Our web-based approach also provided a couple of unexpected benefits:

  • It made sharing with the team much easier given we were working remotely. A link to a static site on S3 is much easier to share than producing a new build of a packaged app for both platforms.
  • The groups we demoed it to saw opportunities to reuse the application code in different contexts, in particular the smart boards used in classrooms.

Sweet! What does it look like?

That backend is a vanilla active admin experience tailored around their process, so not much to look at. It looks a little like this:

The front-end is designed to be simple and playful, using work from local artists. We tried to pay careful attention to little details which makes the apps feel more native for things like title and tab placement, screen transitions and scrolling behaviour. The front-end looks like this:
 

 

Can I try it? 

Knock your socks off, it's free! It's called Yawuru Ngan-ga. Android owners can get their own copy in Google Play, and Apple owners in the App Store.

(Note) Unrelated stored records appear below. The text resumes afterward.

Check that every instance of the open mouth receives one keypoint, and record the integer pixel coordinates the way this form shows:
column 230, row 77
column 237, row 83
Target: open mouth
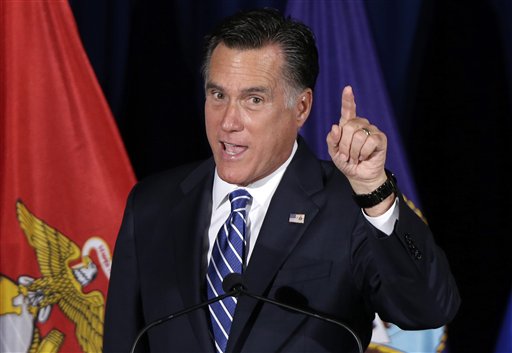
column 232, row 149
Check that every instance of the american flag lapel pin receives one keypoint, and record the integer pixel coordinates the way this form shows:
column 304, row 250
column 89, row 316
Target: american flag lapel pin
column 296, row 218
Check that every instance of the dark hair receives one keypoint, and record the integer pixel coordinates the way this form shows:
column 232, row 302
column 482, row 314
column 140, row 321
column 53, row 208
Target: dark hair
column 258, row 28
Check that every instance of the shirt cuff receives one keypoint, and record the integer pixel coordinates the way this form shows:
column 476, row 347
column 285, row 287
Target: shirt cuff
column 385, row 222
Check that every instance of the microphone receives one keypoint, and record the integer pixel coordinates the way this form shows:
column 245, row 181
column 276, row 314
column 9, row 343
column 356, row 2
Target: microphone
column 233, row 287
column 228, row 293
column 233, row 283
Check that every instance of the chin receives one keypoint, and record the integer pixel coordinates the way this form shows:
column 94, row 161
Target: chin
column 232, row 177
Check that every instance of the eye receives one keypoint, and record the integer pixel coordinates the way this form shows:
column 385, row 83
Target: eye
column 218, row 95
column 256, row 100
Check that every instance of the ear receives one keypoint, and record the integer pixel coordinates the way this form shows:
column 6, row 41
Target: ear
column 303, row 105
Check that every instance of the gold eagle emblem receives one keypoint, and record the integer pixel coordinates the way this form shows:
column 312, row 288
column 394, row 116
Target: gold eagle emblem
column 62, row 283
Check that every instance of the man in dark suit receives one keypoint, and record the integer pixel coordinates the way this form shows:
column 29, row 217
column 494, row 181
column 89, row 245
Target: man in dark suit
column 331, row 237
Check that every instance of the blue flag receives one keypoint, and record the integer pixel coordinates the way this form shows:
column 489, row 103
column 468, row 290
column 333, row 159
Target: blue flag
column 347, row 56
column 504, row 344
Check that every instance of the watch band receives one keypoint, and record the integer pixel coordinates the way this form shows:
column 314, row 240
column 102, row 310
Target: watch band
column 378, row 195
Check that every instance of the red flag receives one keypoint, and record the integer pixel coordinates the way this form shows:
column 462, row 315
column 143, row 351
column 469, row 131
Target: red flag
column 64, row 178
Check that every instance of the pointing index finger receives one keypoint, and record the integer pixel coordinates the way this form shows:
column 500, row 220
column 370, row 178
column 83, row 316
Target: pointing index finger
column 348, row 105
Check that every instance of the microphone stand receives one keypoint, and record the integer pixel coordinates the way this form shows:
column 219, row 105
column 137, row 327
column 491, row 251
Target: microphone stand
column 239, row 289
column 231, row 293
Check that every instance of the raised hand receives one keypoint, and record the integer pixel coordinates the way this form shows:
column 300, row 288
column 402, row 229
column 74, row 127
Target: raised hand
column 357, row 147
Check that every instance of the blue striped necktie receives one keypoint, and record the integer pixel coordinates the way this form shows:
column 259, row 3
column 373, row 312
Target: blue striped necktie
column 227, row 257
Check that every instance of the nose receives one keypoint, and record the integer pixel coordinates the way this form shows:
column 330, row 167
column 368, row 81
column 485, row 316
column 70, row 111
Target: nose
column 231, row 120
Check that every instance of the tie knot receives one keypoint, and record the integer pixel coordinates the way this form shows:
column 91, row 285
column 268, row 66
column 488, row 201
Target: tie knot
column 239, row 199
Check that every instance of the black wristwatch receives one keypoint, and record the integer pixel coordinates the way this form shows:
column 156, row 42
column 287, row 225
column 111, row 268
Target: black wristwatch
column 378, row 195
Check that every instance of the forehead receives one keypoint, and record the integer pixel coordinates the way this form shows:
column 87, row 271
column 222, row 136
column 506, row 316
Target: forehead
column 231, row 67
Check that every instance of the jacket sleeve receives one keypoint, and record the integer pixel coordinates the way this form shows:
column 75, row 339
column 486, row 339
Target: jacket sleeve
column 406, row 276
column 123, row 315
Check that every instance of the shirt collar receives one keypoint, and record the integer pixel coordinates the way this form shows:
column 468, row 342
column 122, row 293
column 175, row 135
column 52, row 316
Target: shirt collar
column 260, row 189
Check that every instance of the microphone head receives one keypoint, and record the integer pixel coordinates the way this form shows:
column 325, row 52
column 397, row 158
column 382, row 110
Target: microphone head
column 232, row 281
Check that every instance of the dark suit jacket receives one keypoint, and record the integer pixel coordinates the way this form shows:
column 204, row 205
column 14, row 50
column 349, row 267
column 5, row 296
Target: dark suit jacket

You mentioned open-source?

We asked the client to let us make the framework open-source if we contributed some of our own time. We wanted to lower the barrier of entry for the 150 or so indigenous languages left in Australia to a couple of local web developers who can follow the setup instructions and style the app for the community.

The framework is called Jila. No, not the mints. Jila means “waterhole” in Yawuru. Why "waterhole"? Waterholes are places people come together, and we wanted this to be a tool the various communities could get behind, rather than everyone re-inventing the wheel as our discussions informed was happening. 

Can I contribute? 

Soon! The framework has a home on Github. In the next few weeks all the code should be ported across from the Yawuru-specific version. You two Windows Phone users can use this time to work out what would need to happen to support your devices.

What's Next?

​After presenting it at the WANALA conference, we've been approached by a few other communities in Western Australia and the Northern Territory about using it. We've also just been put in touch with someone doing research on endangered languages near the India-Myanmar border.